Simon Birmingham: Well, it wouldn’t exactly be methodically going through these things in good faith if I was then to say that there’s an automatic predisposition at the end to tear something up. We’re going to go through it with the proper processes. That’s why we’re putting this law in place, not just for this agreement, indeed the majority of these agreements that exist between the states and territories and foreign governments at a national level around the rest of the world, are with countries other than China. And so we will go through all of them, whomever they may be with and do it against the laws that have been passed against the foreign policy of the nation, and decisions will be made in a timely but proper and considered way.
Michael Rowland: Speaking of the Foreign Minister, I found it interesting that Penny Wong, the Shadow Finance Minister on Insiders yesterday, said she has had no contact with Marise Payne, the Minister, on trying to come up with a combined position on China. She said Julie Bishop, the former Foreign Minister, was on the phone to her quite a bit. Do you find that a bit odd?
Simon Birmingham: Look, I find it perhaps a little bit odd that Penny chose to use national television to air grievances about how often she has a conversation with a colleague. In the end, parliamentarians have different relationships with one another…
Michael Rowland: They were useful conversations, though, by the sounds of it. We’re talking about a serious foreign policy and national security here.
Simon Birmingham: And, at appropriate junctures, briefings are given to the Opposition. The Parliament’s Joint Standing Committee on Intelligence, a bipartisan committee, receives frequent and regular briefings in relation to sensitive foreign policy and national security matters. There’s a range of different formulations there to ensure that the Opposition of the day is well briefed.
Michael Rowland: Okay. As Finance Minister, do you reckon it was appropriate for the Prime Minister
and the Treasurer to bill taxpayers nearly $5000 to fly up to Lachlan Murdoch’s Christmas party last year?
Simon Birmingham: Look, I can’t say that I’ve seen those stories, Michael, but the rules-
Michael Rowland: It’s been widely circulated. It was published in The Guardian last Friday.

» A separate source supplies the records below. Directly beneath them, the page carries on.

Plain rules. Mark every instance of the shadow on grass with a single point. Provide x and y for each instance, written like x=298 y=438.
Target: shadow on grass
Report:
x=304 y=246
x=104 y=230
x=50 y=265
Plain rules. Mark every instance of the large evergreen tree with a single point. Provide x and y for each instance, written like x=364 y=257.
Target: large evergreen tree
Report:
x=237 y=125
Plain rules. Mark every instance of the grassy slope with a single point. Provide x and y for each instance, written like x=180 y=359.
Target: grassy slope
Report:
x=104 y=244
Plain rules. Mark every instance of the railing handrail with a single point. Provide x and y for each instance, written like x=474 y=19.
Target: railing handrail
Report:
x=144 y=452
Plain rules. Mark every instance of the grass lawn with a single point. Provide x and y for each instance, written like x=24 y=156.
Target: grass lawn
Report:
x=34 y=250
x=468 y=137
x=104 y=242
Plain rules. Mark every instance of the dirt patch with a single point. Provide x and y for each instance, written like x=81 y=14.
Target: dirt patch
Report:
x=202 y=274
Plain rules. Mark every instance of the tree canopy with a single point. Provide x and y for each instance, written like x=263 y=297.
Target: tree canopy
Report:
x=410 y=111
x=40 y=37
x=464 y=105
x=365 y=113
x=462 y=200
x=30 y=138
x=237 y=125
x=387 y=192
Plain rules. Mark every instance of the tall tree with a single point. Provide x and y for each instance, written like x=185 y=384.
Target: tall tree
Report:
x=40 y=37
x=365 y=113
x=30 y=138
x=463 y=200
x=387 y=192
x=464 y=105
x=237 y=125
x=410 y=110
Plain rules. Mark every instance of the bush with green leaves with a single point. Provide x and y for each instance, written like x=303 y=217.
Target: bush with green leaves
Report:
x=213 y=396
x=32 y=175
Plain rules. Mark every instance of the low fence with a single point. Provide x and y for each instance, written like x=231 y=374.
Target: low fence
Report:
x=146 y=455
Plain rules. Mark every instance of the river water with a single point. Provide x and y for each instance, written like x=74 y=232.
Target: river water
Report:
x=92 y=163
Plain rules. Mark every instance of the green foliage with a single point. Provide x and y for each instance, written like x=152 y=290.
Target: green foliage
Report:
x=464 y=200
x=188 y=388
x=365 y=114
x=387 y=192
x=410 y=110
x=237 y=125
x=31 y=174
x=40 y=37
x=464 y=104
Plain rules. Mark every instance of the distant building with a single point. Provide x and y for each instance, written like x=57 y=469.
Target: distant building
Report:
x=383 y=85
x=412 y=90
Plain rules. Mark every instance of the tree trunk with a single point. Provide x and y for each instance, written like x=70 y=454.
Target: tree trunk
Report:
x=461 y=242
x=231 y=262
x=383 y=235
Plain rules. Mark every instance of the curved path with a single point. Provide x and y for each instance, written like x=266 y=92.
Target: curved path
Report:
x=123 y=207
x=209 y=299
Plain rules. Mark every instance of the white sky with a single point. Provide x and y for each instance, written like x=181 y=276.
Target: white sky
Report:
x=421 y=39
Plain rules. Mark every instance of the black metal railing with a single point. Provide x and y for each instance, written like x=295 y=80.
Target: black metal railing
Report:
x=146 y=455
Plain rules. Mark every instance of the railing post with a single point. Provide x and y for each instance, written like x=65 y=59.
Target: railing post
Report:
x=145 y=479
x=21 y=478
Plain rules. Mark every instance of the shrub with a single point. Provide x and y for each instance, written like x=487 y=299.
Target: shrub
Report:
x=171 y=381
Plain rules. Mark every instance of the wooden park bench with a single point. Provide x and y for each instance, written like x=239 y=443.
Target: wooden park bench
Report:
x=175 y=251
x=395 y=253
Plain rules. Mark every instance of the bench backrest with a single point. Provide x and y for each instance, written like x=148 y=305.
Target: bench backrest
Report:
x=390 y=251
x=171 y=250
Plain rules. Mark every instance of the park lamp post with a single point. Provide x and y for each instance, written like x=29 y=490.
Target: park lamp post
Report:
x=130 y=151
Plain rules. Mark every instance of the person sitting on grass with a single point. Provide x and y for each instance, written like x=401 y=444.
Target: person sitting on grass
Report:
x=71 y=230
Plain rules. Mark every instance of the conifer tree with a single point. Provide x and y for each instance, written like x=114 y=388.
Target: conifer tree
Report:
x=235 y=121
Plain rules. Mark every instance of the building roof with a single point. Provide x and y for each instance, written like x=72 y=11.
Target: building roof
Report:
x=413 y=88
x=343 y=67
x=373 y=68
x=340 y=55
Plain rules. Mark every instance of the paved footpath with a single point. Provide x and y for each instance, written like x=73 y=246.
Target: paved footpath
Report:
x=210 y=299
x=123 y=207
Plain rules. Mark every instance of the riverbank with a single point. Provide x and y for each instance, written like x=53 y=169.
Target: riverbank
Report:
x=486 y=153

Simon Birmingham: The rules in relation to parliamentary entitlements are there. There’s an Independent Parliamentary Expenses Authority, and that independent authority makes sure that everybody abides by the rules, regardless of which office any of us hold.

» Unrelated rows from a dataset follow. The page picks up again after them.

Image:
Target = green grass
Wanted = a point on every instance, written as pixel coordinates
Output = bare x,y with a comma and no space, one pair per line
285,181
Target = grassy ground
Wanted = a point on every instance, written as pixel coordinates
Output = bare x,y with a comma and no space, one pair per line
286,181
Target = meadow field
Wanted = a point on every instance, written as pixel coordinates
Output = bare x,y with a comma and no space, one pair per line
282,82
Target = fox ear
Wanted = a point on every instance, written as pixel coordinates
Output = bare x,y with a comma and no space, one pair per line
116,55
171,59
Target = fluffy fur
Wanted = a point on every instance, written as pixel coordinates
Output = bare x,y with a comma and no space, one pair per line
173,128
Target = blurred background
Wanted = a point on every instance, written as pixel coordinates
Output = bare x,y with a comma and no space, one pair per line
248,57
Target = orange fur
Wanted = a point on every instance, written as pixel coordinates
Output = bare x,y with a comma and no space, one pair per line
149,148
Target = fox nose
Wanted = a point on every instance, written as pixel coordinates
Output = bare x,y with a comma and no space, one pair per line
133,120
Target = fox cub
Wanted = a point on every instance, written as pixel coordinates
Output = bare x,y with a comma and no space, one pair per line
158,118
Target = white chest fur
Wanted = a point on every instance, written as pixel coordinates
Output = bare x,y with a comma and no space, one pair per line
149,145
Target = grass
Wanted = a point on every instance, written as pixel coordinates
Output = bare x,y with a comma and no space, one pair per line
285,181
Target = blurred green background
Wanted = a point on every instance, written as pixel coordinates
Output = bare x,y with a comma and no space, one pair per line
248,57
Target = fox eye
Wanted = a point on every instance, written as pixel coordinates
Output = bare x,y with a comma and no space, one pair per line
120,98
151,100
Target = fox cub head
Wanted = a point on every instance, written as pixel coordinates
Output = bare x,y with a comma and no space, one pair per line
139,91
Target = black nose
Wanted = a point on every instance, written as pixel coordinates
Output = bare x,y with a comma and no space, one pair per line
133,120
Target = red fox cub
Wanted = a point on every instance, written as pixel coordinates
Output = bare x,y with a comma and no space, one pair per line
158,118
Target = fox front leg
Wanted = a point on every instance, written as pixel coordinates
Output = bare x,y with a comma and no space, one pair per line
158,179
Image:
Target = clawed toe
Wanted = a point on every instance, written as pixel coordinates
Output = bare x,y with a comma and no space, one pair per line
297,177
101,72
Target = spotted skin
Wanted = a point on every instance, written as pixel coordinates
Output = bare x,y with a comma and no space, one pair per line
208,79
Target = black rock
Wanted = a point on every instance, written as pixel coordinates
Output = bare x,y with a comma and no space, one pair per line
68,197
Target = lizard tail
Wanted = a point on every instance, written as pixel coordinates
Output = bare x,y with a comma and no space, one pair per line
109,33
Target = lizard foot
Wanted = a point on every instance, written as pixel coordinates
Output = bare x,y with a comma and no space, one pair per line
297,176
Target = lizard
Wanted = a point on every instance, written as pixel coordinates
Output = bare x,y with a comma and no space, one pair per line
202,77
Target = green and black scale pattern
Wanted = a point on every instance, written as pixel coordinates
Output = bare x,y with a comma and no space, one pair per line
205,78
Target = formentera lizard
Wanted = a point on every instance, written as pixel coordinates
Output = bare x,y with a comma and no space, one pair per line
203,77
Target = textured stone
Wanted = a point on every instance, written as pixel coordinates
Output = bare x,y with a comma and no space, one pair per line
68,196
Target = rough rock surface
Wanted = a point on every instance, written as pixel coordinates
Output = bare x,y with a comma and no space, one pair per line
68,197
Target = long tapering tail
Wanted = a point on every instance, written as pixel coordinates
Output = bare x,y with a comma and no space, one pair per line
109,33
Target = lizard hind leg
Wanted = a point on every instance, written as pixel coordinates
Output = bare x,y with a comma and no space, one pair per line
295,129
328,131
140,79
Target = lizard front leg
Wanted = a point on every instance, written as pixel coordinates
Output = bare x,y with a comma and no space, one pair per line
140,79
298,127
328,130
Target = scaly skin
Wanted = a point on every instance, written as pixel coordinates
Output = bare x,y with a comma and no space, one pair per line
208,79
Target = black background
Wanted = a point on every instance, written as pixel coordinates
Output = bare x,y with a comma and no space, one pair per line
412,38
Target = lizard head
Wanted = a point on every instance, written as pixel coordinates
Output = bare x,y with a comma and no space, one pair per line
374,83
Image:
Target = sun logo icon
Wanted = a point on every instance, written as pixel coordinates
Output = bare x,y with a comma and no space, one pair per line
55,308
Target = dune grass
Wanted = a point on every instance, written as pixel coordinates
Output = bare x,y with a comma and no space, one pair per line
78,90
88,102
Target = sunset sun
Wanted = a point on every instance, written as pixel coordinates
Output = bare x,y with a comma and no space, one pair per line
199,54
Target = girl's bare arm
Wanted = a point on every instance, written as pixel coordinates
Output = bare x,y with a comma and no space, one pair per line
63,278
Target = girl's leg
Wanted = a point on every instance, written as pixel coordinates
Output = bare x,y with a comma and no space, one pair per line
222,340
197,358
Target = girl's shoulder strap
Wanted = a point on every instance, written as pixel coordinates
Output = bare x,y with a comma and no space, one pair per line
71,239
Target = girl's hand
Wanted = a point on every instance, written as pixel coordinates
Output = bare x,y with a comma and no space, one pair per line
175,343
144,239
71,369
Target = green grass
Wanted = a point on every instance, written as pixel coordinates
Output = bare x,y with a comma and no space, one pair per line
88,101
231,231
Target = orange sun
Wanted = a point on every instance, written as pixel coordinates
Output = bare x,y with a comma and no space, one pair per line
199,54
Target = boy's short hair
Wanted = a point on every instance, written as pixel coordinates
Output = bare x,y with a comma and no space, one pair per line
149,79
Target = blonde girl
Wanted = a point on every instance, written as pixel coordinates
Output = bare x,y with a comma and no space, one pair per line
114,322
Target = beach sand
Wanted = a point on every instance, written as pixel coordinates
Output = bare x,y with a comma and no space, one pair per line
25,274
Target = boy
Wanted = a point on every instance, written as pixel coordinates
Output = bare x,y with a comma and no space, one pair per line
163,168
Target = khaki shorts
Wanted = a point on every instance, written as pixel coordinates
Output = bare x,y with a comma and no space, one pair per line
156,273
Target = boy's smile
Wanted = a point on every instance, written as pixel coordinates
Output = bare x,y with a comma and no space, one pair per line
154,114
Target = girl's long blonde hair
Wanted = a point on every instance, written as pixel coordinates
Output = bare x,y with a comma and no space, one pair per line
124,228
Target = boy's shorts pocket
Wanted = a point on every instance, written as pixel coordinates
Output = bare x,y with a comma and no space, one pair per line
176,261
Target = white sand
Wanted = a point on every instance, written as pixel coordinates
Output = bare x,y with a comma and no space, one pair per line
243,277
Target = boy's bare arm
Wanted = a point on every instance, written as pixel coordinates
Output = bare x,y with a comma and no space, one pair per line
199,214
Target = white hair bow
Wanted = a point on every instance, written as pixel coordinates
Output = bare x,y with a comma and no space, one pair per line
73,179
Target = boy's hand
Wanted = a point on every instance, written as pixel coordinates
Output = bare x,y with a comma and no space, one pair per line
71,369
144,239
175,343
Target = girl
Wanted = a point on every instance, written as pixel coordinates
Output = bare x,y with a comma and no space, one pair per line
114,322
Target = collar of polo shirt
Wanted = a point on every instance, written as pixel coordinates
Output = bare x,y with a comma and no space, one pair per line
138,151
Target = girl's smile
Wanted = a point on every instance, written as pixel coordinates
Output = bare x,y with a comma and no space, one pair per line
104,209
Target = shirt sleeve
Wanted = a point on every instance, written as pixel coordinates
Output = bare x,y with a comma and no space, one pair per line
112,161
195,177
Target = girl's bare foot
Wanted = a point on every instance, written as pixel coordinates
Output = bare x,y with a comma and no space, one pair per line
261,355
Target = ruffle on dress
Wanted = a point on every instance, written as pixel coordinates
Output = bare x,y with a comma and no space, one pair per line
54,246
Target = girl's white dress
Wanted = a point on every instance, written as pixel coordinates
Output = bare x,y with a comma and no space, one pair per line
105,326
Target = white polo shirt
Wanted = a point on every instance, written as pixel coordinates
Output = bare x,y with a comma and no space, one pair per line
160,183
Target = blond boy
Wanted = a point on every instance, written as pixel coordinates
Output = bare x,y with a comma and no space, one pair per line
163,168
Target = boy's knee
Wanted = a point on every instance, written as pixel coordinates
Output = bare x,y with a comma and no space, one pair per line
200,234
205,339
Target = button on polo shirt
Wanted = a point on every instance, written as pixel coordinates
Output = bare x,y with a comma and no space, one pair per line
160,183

Michael Rowland: Okay. But they flew up, that has been established, after 6 o’clock, they returned before 9am the next morning. One of the rules when it comes to using the special purpose aircraft, as was the case with the Prime Minister’s jet here, was that the dominant purpose of the trip had to be parliamentary business. Was going to Lachlan Murdoch’s Christmas party, in your view, parliamentary business?

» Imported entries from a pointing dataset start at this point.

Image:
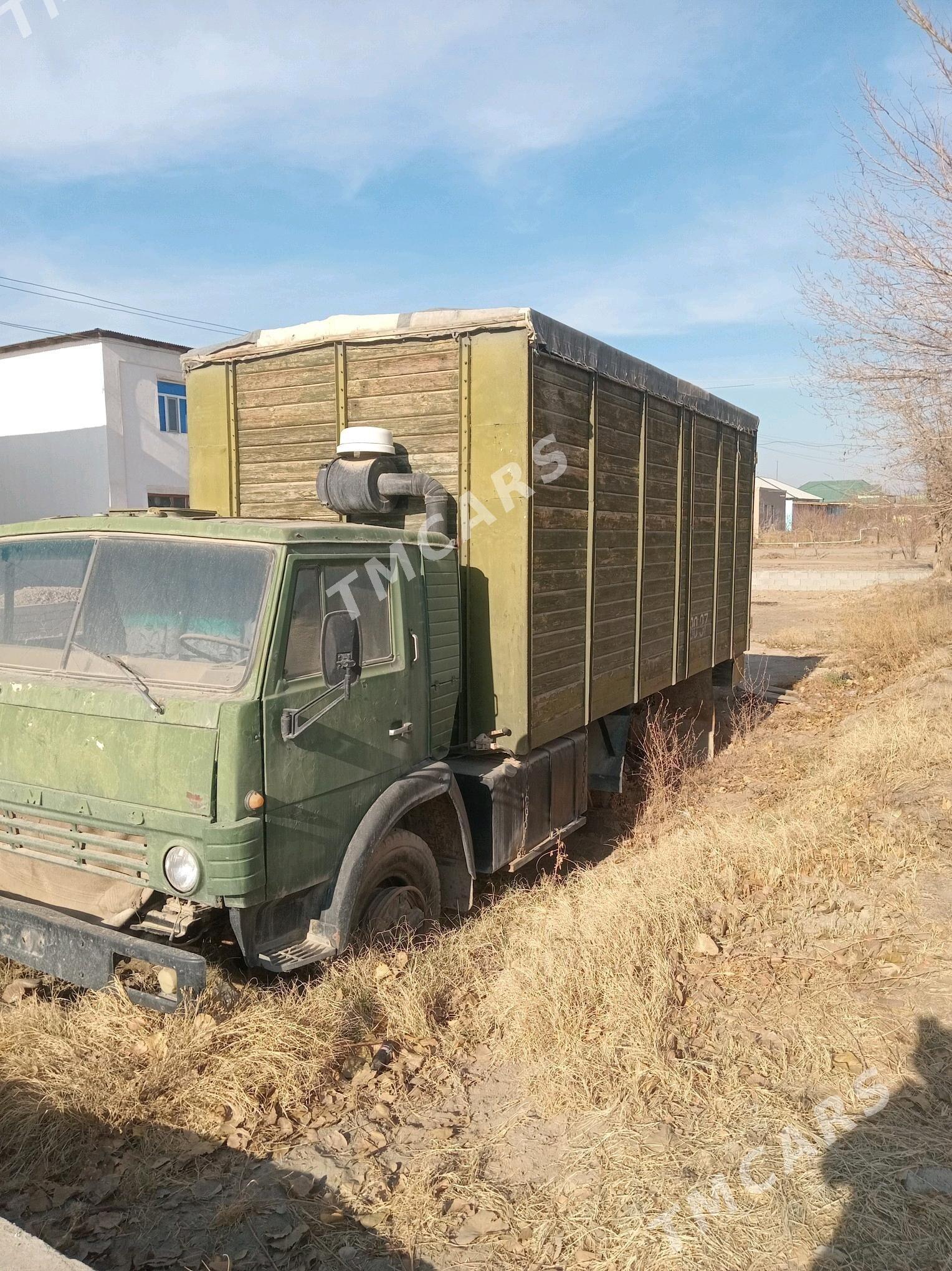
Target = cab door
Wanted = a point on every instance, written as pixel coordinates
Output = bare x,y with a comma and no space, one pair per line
320,784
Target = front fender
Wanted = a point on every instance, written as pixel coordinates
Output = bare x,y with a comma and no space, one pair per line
416,788
290,933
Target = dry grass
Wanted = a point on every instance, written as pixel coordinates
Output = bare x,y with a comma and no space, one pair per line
591,984
885,629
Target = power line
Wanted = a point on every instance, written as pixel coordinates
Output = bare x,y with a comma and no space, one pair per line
80,298
44,331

Simon Birmingham: I’m not aware of what other business may have been conducted in that. But the terms and approaches around parliamentary business are clear, and the independent authority is there to be able to ensure that all of us, whatever the office we hold, conduct ourselves in accordance with those rules.
Michael Rowland: Okay. We’ll leave it there. Simon Birmingham, thanks for joining us.
Simon Birmingham: Thanks Michael. My pleasure.